NONPF 38th Annual Conference

The Write Stuff

Thursday, April 14, 2011
Trish McQuillin Voss, DNP, CNM , Frontier Nursing University, Damascus, OR
Joyce Knestrick, PhD, CRNP, FAANP , Nursing, Frontier Nursing University, Washington, PA
Abstract:
Students enter nursing graduate programs with varying levels of competence in writing.  Faculty expect these beginning graduate students to at least be competent in their academic writing ability, and do not expect to have to teach students basic writing structure (informative essay, persuasive essay, sentence structure, correct punctuation and grammar, etc.).  However, nursing faculty report a decline in entering students’ writing skills over the past decade, making it increasingly difficult for many students to develop into novice scholarly writers. 

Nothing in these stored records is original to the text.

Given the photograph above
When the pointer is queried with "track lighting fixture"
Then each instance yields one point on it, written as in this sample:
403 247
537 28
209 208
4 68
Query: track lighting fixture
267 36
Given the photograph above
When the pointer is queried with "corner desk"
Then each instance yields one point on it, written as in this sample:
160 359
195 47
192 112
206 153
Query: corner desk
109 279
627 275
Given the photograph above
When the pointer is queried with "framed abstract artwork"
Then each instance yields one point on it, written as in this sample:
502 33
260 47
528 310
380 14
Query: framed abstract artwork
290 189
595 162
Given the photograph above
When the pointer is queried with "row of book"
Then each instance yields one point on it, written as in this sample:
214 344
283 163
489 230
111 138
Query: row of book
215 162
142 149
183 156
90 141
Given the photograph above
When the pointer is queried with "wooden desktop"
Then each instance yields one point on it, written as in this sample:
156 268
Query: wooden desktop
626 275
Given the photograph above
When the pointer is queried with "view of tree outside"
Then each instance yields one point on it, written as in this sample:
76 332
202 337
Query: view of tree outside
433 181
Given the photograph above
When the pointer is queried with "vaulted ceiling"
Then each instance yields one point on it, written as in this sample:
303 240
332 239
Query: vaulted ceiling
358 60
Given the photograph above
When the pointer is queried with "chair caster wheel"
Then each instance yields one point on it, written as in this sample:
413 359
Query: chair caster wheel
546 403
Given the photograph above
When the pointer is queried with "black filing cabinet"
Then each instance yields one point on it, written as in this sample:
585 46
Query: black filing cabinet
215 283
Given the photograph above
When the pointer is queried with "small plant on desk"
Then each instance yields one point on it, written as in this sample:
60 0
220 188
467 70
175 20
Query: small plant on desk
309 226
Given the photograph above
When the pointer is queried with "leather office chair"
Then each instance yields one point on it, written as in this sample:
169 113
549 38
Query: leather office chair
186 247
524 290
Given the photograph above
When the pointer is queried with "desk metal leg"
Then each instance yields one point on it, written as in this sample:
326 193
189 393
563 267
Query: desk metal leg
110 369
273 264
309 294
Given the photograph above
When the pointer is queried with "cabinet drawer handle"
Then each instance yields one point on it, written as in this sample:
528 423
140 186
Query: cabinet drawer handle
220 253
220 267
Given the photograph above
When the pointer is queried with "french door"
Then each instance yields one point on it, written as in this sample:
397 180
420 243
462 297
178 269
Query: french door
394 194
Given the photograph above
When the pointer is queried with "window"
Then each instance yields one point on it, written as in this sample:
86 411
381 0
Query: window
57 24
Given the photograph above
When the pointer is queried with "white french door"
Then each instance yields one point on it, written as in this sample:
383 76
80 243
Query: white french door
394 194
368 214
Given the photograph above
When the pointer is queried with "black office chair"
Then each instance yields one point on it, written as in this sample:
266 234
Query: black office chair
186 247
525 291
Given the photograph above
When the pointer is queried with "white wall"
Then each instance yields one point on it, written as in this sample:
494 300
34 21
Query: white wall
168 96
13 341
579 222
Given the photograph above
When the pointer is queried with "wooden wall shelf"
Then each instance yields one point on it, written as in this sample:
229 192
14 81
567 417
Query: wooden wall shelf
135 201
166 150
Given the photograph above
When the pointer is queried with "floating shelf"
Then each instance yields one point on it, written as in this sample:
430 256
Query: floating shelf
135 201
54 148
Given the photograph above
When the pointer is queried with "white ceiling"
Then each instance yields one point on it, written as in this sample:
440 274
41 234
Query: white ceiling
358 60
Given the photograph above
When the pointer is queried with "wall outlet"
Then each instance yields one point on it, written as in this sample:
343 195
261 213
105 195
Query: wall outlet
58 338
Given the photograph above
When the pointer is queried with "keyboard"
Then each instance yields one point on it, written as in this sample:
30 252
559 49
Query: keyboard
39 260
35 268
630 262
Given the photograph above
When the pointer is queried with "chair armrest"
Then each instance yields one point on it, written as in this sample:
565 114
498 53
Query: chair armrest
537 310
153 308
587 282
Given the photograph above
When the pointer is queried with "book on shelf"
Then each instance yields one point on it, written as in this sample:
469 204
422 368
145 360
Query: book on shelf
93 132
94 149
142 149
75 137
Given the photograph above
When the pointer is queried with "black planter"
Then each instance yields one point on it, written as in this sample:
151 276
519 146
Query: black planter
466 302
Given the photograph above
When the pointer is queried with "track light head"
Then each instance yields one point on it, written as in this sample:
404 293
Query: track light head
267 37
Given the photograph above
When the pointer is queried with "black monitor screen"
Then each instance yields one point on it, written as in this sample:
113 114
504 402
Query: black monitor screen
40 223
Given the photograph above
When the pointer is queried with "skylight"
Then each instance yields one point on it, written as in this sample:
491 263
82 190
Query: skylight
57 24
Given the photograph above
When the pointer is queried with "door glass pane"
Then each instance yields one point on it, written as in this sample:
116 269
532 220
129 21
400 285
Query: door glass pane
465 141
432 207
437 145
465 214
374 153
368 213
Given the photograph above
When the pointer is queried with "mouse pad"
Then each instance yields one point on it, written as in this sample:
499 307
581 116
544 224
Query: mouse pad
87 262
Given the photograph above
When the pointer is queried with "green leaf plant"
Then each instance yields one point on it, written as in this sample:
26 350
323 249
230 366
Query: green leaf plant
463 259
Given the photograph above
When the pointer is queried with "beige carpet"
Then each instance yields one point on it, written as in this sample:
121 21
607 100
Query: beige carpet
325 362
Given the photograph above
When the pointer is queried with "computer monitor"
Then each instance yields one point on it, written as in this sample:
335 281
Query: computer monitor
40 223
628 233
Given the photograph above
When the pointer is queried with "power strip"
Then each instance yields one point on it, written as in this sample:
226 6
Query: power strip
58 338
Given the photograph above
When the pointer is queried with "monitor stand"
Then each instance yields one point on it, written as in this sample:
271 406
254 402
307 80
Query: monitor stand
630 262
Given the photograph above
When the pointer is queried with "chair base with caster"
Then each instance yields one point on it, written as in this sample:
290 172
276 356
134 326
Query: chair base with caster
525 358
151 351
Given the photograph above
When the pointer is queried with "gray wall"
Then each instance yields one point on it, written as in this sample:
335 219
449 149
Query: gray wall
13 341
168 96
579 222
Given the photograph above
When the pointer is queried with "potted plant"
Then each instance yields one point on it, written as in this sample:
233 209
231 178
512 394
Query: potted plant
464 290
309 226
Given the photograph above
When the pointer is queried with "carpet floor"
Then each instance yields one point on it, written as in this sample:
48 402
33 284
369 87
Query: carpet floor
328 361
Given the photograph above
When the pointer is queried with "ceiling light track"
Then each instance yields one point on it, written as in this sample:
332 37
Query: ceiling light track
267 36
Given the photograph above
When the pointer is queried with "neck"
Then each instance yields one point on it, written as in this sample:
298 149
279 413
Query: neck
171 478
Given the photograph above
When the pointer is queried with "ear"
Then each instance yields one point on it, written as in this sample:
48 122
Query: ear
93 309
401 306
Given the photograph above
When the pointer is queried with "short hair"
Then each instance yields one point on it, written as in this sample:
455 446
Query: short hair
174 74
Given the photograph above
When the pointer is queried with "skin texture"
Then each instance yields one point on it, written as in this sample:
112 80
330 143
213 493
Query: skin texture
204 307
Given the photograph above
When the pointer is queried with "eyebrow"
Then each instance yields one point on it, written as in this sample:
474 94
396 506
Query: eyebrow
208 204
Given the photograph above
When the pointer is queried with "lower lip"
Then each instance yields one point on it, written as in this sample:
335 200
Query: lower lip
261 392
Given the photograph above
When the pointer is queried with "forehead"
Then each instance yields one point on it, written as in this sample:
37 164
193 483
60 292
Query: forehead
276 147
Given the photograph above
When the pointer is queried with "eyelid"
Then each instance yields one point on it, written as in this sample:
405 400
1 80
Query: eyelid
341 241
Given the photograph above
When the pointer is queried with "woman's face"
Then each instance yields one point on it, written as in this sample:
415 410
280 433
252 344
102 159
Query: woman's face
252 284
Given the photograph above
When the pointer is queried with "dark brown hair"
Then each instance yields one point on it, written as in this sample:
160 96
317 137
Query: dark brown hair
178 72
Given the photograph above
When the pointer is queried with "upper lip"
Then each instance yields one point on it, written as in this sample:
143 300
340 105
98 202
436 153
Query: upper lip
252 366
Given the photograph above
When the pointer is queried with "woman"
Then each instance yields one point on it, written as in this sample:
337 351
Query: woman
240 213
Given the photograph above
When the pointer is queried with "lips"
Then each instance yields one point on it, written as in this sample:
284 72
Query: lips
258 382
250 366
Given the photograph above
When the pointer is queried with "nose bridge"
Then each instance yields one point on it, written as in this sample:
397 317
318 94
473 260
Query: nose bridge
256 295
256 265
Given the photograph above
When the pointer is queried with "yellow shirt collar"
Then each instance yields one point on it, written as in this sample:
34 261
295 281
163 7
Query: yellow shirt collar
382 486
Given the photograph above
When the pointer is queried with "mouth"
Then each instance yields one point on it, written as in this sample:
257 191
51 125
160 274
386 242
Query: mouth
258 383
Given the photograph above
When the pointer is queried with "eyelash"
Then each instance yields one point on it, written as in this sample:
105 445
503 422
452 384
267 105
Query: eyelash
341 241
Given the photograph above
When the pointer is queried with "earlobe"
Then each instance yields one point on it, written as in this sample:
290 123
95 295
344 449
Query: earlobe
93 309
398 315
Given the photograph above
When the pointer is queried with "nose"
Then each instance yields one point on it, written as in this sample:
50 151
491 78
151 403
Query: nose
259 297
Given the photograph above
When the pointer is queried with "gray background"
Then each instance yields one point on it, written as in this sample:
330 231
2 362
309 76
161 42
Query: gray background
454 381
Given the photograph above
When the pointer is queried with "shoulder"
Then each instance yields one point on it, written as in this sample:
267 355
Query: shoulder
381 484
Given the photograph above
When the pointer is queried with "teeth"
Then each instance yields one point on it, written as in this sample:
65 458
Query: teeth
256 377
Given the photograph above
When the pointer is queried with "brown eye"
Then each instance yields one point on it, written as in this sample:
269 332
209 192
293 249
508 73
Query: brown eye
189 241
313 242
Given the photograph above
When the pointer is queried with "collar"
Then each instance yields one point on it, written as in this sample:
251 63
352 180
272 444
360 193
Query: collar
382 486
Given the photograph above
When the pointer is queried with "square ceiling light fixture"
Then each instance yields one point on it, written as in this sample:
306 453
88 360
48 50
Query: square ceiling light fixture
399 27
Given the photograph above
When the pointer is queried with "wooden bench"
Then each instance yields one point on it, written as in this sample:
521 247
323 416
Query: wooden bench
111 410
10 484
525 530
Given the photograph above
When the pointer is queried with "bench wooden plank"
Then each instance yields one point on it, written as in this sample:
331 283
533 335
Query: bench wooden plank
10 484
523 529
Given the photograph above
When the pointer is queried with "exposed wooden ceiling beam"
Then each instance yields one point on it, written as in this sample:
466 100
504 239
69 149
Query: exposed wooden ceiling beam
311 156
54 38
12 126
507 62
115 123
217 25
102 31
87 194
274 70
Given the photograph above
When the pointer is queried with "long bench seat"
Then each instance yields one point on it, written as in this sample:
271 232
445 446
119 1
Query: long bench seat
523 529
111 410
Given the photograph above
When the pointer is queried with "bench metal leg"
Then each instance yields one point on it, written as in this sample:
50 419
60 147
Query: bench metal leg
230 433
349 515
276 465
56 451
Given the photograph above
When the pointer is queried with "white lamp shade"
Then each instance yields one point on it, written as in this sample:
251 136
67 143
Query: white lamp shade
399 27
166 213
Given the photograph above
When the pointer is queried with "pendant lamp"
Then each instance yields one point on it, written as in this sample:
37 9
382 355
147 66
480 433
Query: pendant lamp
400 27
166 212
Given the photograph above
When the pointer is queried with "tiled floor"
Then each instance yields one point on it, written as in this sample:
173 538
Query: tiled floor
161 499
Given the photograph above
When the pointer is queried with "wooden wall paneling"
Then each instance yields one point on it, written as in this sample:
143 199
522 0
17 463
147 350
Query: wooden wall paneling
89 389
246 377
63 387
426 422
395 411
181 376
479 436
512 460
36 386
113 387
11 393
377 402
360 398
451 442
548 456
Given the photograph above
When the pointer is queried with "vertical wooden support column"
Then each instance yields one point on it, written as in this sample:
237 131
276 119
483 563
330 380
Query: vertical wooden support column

Effective written communication is an essential component to success in a graduate nursing education program.  However, the increased content in graduate-level clinical nursing courses has resulted in a decrease in formal scholarly written assignments and an increase in less formal written assignments, e.g. case studies and reflective journaling, in the courses at the School.  Where once it was expected that all courses have at least one scholarly written assignment, faculty removed the majority of these scholarly assignments and replaced them with non-scholarly writing assignments, or assignments that did not require writing at all.

In light of this, faculty at the School examined the feasibility and necessity of re-introducing writing as a component of the graduate education program (Writing Across the Curriculum).  Faculty were surveyed to assess their perception of student writing ability at the start of the student’s graduate program.  Next, a subgroup of faculty evaluated students’ written work using the Academic Writing Rubric.  Then, a writing expert evaluated the students’ written work using the same tool.  Mean scores were compared and demonstrated that a gap actually does exist. 

Based on the results of this study, the faculty at the School developed a plan to integrate writing assignments throughout the curriculum.  This new curriculum thread will be implemented in 2011 as the School revises its MSN and post-master’s DNP curricula into a straight-through DNP curriculum.  This presentation will describe the results of the study, and the multi-step approach to weave WAC through the DNP curriculum.